- Born: Syracuse, New York
- Education: University of California, Los Angeles, Southwestern Law School
- Occupation: Confectioner
- Known for: Developer of the Jelly Belly
- Spouse: Rebecca (m 1970 died 2020)
- Children: Roxanne and Bert

= David Klein (businessman) =

Developer of the Jelly Belly

David Klein (born 1946) is the developer of the Jelly Belly brand of jelly beans.

==Early life==
Klein was born in Syracuse, New York in 1946. He moved to California at the age of three. Klein eventually attended the University of California, Los Angeles where he studied economics. Klein then went on to obtain a law degree from Southwestern Law School, but after taking the bar exam decided not to pursue a career as a lawyer.

==Career==
In 1976, Klein lived in Temple City, California and started the distribution company, Garvey Nut & Candy. He came up with the idea for a new type of jelly bean, later called "Jelly Belly", and asked the Herman Goelitz Candy Company to make a batch for him.
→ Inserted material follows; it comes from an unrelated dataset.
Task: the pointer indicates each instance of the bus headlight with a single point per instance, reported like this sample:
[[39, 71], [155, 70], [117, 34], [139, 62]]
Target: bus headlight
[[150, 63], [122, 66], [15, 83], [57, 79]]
Klein then rented a corner of Fosselman's Ice Cream in Alhambra, California to sell the new type of jelly beans. The first flavors were Very Cherry, Tangerine, Lemon, Green Apple, Grape Jelly, Licorice, Root Beer, and Cream Soda. Total sales for the first seven-day period was $44. The product was selling for $2 per pound, which was considered a very high price at the time. Klein convinced the Associated Press to write a story, arranging for friends and family to act as customers. The article caused sales to spike.

In 1980, Klein and his partner sold their rights in Jelly Belly to the Herman Goelitz Candy Company, for $5 million, to be paid out over 20 years. Klein and his partner each received about $10,000 per month for 20 years, in exchange for their share of the Jelly Belly brand, including the trademark of that name.

David's Signature Beyond Gourmet Jelly Beans are named after David Klein.

In 2017 David Klein moved operations of Can You Imagine That and his new branded company Candyman Kitchens to Florida. They produce Sandy Candy as well as other new confections out of their factory in Largo, Florida.

==Projects==
In 2016 he launched a crowdfunding support page for 'THE ORIGINAL COFFEE HOUSE BEANS.' The combination of flavors delivers a taste mimicking gourmet coffee flavors. On its Kickstarter page, it is described as "a conventional jelly bean center texture surrounded by the most imaginative flavors on the outside of the bean."

In 2019, he created a campaign for Polar Popcorn - described as "A Freeze and Eat Treat" made up of puffy popcorn kernels coated in caramel and ice cream/birthday cake flavor; topped with sprinkles".

==Personal life==
Klein's wife, Rebecca, who died in 2020, worked with him in their confectionery development business, Can You Imagine That Confections Inc.; his daughter, Roxanne, who studied business at the University of La Verne, also contributes to the business, such as coming up with the concept of 'Sandy Candy', which by October 2011 had made $1 million. The company operates from a factory in California.